Sábado 13.8.2022
/Última actualización 5:30
Amo el invierno, con sus mañanas grises y glaciales al abrigo del fuego de la estufa siempre encendida, disfrutando del mate mientras hago mil cosas. Es una época donde me invade un blanco mutismo y me interno en los pasajes más profundos de mi espíritu. En esa soledad de hielo mi sensibilidad explora nuevos caminos orillando la espuma del recuerdo. Los dibuja en el rocío del follaje, en la línea circular de los helechos, en las estrías de mis manos donde lo natural y lo humano deshilvanan sus misterios. Mi aura se funde a la suave ubicuidad del viento que profana los pétalos de manzanillas y el canto alborotado de los pájaros, y absorbe el aroma perfecto de la salvia y la gracia desprolija del enebro.
Es una estación húmeda donde escucho los secretos que la lluvia le murmura al techo por las noches, adivino los arcanos escondidos tras los contornos borrosos de los nimbos, la geografía cifrada de los árboles… La melancolía me invita a mirar a mi alma a los ojos y decirle dulcemente esas verdades que duelen un poco o quizás demasiado. La consuelo con abrazos de niña y la dejo llorar su pena. Me torno huraña y taciturna para acompañarla con mi cuerpo.
Los poemas quedan escarchados entre mi piel y mis huesos, flotando exánimes en mi plasma sin poder encontrar su sentido. Las únicas voces que me permito son las mías, las inmediatas y las interiores, después prefiero evitar el canibalismo del verbo que rompe el cántaro sagrado del silencio. Algo adentro mío muere, es cierto. Alguna ilusión se apaga y me desorienta. Y sin embargo, en ese cúmulo deshecho de hojas que agonizan y afectos empañados, vuelvo a nacer, desnuda y sangrante para derramarme en certezas y esperanzas.
Entonces salgo de mi ensimismamiento para hablar con Ella. Y su voz tiene los ecos de la infancia lejana, de las confidencias adolescentes, y los primeros amores. Una hebra de luz corrompe los escombros con solo sentir que ella esta pensando en mí, desde su mundo tan diferente, desde su corazón tan afín. La calidez de la nostalgia me zumba en los oídos y deja murmullos de miel silvestre y complicidades benditas. Agradezco tener esa hermana, amiga, compinche, que no me abandona, que me cuenta su cotidianeidad, y comparte conmigo sus lágrimas, sus cansancios, sus desencantos y sus risas. Esa cordialidad sencilla quebranta mi hermetismo. Emociones intensas burbujean en mi garganta un júbilo sereno al confirmar que quien te quiere no desaparece ni con la ausencia ni con la distancia y que el cariño brindado jamás es tiempo perdido.

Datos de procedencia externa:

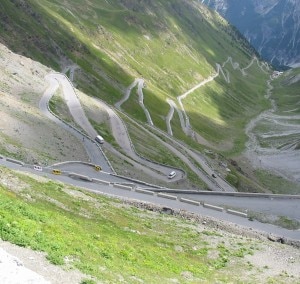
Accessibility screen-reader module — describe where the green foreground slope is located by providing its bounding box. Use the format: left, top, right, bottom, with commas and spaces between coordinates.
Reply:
0, 167, 296, 283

Durante semanas me sentí seca, como si la fina arena del desierto sepultara mis anhelos y clamores pero ese instante, esa cercanía con ella, resucita mi fe.
Y mientras espero que despierten las palabras, que están acurrucadas en la oscura matriz de la memoria, como refugiadas sin hogar y sin destino, un níveo talco espolvorea los últimos estigmas de mis sombras y llena ese amanecer interior de dulces profecías. Un delirio santo late en mi pecho y mis labios musitan quedamente un ruego inesperado, un indicio de amor. Y vuelvo a la vida.